HARE Framework Boosts AI Accuracy in Cancer Pathology Reports

New evaluation tool significantly improves clinical relevance of AI-generated histopathology texts.

Researchers have developed HARE, a new framework for evaluating AI-generated histopathology reports. It uses a specialized benchmark and models to prioritize clinically relevant information. This leads to more accurate and reliable AI outputs for medical professionals.

By Katie Rowan

September 23, 2025

4 min read

HARE Framework Boosts AI Accuracy in Cancer Pathology Reports

Key Facts

HARE is a novel entity and relation centric evaluation framework for histopathology reports.
It comprises a benchmark dataset, a named entity recognition (NER) model, a relation extraction (RE) model, and a new metric.
The HARE benchmark was created by annotating 813 clinical and 652 TCGA histopathology reports.
HARE-NER and HARE-RE models, fine-tuned from GatorTronS, achieved an F1-score of 0.915.
The HARE metric significantly outperformed traditional and radiology-specific metrics, including GREEN.

Why You Care

Ever wondered if AI could truly understand complex medical reports? Imagine relying on AI for essential health insights. A new creation promises to make AI-generated medical texts much more reliable.
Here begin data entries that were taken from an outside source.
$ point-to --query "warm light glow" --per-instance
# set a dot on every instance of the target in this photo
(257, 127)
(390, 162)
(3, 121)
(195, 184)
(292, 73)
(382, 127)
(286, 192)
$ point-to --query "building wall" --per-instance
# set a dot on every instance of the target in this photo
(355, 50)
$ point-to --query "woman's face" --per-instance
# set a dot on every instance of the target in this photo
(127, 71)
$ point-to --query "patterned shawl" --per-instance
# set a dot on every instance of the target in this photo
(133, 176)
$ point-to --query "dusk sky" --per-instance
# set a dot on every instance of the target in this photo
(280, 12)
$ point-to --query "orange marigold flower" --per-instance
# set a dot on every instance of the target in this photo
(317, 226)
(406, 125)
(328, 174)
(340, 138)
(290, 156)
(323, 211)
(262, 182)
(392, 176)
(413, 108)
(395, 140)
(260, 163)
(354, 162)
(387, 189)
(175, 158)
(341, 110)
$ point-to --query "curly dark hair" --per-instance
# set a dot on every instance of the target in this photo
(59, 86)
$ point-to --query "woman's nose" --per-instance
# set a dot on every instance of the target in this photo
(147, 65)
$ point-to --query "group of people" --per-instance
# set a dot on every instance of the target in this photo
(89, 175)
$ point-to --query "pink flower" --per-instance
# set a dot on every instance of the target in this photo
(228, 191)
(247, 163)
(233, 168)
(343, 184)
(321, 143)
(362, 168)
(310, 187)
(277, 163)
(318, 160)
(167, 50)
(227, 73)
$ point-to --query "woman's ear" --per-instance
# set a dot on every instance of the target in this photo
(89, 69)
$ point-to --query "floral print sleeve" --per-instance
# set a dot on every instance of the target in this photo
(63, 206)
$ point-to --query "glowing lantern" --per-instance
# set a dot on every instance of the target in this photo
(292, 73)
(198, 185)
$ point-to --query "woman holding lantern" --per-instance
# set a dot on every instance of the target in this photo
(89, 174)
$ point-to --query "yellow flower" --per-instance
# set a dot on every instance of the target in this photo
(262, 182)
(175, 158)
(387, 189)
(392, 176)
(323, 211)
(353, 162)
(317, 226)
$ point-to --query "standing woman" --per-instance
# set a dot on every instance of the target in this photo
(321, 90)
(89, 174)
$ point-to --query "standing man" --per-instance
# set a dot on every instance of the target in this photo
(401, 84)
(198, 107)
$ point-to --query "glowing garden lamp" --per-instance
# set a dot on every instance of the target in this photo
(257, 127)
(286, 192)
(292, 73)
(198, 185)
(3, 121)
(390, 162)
This directly impacts how medical AI can assist doctors. Do you trust AI with your health data?

This creation addresses a crucial challenge in AI creation. It focuses on evaluating the clinical quality of AI-generated reports. This is especially important in specialized fields like histopathology. Your future medical care could benefit from this advancement.

What Actually Happened

Researchers recently introduced HARE (Histopathology Automated Report Evaluation). This is a novel structure designed to assess AI-generated medical reports, according to the announcement. HARE includes a benchmark dataset, a named entity recognition (NER) model, and a relation extraction (RE) model. It also features a new metric. This metric prioritizes clinically relevant content. It aligns essential histopathology entities and relations between reference and generated reports.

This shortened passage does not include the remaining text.